See also Carlton v. Superior Court, 170 Cal.App.3rd 1182, 216 Cal.Rptr. 890 (1985), and People v. Ryan, 116 Cal.App.3rd 168, 171 Cal.Rptr. 854, 14 A.L.R.4th 702 (1981).

Following what we believe to be the majority position, we hold that by virtue of the fact that the legislature has classified a third offense DUI as a felony, the exigent circumstances created by the elimination of alcohol by natural bodily functions and the compelling interests stated earlier, that the use of physical force is permissible to obtain virtually the only direct evidence available of proof of alcohol consumption; however, we do not depart from the general rule that such force must be reasonable under the facts and circumstances of the individual case. Schmerber, supra; Hartman, supra; Hammer, supra. We conclude that the force used here was not unreasonable.

Affirmed.

WUEST, C.J., and MORGAN and SABERS, JJ., concur. HENDERSON, J., dissents.

. After Lanier tried to kick one of the jail personnel, he was subdued with two people holding his legs, one restraining his body, two holding his hands or arms, and possibly one other assisting.

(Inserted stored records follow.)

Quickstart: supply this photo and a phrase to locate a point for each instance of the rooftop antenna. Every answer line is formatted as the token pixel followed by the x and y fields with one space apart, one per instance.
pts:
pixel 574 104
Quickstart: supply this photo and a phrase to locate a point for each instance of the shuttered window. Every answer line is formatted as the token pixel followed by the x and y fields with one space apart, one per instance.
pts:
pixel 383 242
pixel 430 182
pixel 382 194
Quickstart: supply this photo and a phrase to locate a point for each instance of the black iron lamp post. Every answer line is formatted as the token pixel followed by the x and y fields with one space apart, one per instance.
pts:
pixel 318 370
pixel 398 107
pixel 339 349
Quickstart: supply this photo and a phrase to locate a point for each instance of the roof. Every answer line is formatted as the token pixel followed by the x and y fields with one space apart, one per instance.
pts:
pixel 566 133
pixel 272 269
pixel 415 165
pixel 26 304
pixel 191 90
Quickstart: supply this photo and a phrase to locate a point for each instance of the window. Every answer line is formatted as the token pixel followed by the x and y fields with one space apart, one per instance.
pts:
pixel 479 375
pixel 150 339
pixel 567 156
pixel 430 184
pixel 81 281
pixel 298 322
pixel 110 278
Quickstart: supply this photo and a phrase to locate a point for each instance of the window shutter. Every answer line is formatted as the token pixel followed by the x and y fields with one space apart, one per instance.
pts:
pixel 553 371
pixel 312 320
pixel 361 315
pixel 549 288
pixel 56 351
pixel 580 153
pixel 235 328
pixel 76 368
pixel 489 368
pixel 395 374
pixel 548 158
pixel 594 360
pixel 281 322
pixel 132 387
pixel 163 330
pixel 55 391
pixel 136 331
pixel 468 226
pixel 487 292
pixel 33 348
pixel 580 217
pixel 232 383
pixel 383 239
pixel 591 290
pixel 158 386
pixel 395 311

. By 1988 Sess.L. ch. 265, SDCL 32-23-10 was amended to eliminate the right of a third offense DUI suspect to refuse a blood test, under the implied consent law.

. In Breithaupt v. Abram, 352 U.S. 432, 77 S.Ct. 408, 1 L.Ed.2d 448 (1957), the Court concluded that a blood test taken by a skilled technician is not such conduct that shocks the conscience nor does it offend a sense of justice.

. As I read it, the second part of the dissent expresses a concern over the transmission of communicable diseases through blood extraction in a jail. Initially, I observe that such issue was not presented here and there was no assertion that the sanitary conditions in the jail were anything other than medically acceptable. Next, to suggest that the medical persons authorized under SDCL 32-23-14 to remove blood would perform their duties in any circumstance not medically acceptable so as to endanger public health, is unrealistic.